Mais en fait, le message des Évangiles est celui-ci :
Avant de tuer qui que ce soit, assurez-vous bien qu’il n’a pas de hautes relations. C’est la vie.
Ce qui accroche dans toutes ces bondieuseries, proclame le voyageur interstellaire, c’est que le Christ, sous son aspect plutôt insignifiant, est en réalité Fils de l’Être suprême. Les lecteurs en sont conscients et quand se place la scène de la crucifixion, ils s’écrient tout naturellement (Juderose relit la phrase à haute voix) :
Oh, machin, ce coup-là, ils n’ont pas tiré le bon numéro en lynchant ce type !
Ce qui entraîne une pensée concomitante : « Il y a donc des gars bons à lyncher ? » Qui alors ? Ceux qui ne connaissent personne de bien placé. C’est la vie.
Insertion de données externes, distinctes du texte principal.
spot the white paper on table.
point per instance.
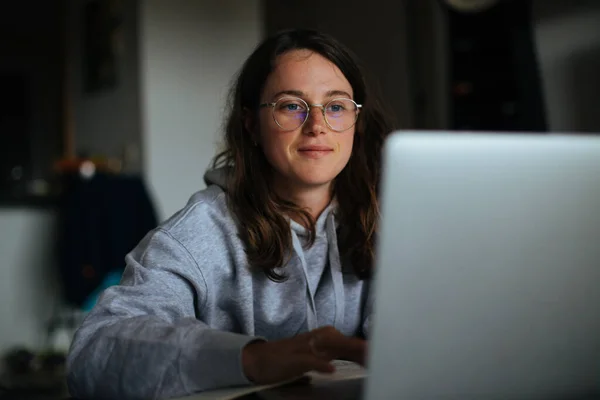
(344, 370)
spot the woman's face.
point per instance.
(313, 154)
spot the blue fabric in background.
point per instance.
(100, 220)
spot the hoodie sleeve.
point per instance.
(143, 339)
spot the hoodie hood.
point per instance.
(322, 258)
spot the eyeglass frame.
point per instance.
(309, 107)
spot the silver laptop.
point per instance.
(488, 271)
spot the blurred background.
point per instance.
(111, 111)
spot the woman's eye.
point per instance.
(336, 108)
(291, 107)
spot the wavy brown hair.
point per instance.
(260, 213)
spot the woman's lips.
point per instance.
(314, 151)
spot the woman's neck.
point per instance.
(315, 199)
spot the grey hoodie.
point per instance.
(188, 303)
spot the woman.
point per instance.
(263, 276)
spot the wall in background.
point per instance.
(104, 123)
(107, 122)
(568, 40)
(190, 51)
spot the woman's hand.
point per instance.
(271, 362)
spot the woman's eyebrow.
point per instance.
(333, 93)
(299, 93)
(296, 93)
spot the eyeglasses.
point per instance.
(291, 113)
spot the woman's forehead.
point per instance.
(307, 72)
L’étranger fait don à la Terre d’un nouvel Évangile. Le Christ y est vraiment un rien du tout et un fichu poison pour beaucoup de gens pourvus d’accointances plus puissantes que les siennes. Il se débrouille cependant pour proférer toutes les merveilleuses paroles pleines de mystère qui figurent aussi dans les anciennes versions.
C’est pourquoi, un beau jour, on s’amuse à le clouer sur une croix qu’on plante en terre. Les tortionnaires sont sûrs que cela ne tirera pas à conséquence. Et le lecteur se doit d’adopter cette vue car le nouvel Évangile lui enfonce dans la tête, de gré ou de force, que Jésus est bien un va-nu-pieds.
Et soudain, au moment où cet obscur est sur le point de mourir, les cieux se déchirent, le tonnerre résonne, l’éclair jaillit. La voix de Dieu gronde du haut des nues. Elle annonce à tous qu’il fait son fils de ce bon à rien et lui accorde, à ce jour et dans l’éternité, les pouvoirs et privilèges du Fils du Créateur de l’Univers. Dieu tonne : Dès cet instant, Ma main s’appesantira sur quiconque s’acharne sur un pauvre mec sans piston !
La fiancée de Billy a fini de sucer son bonbon « Trois Mousquetaires ». Elle déguste maintenant un Carambar.
— Assez de bouquins, grommelle Juderose en envoyant le roman sous son lit. Qu’ils aillent au diable !
— Celui-ci paraît passionnant, intervient Valencia.
— Dieu du ciel ! Si seulement Kilgore Trout écrivait correctement ! gémit Juderose.
Il y avait du vrai là-dedans : Kilgore Trout méritait son peu de succès. Il écrivait comme un cochon. Tout ce qu’il avait c’était de bonnes idées.
— Je ne crois pas que Trout ait jamais quitté les États-Unis, poursuit Juderose. Bon sang, il passe son temps à décrire les Terriens, et ils sont tous américains. Il n’y a presque pas d’Américains sur notre planète.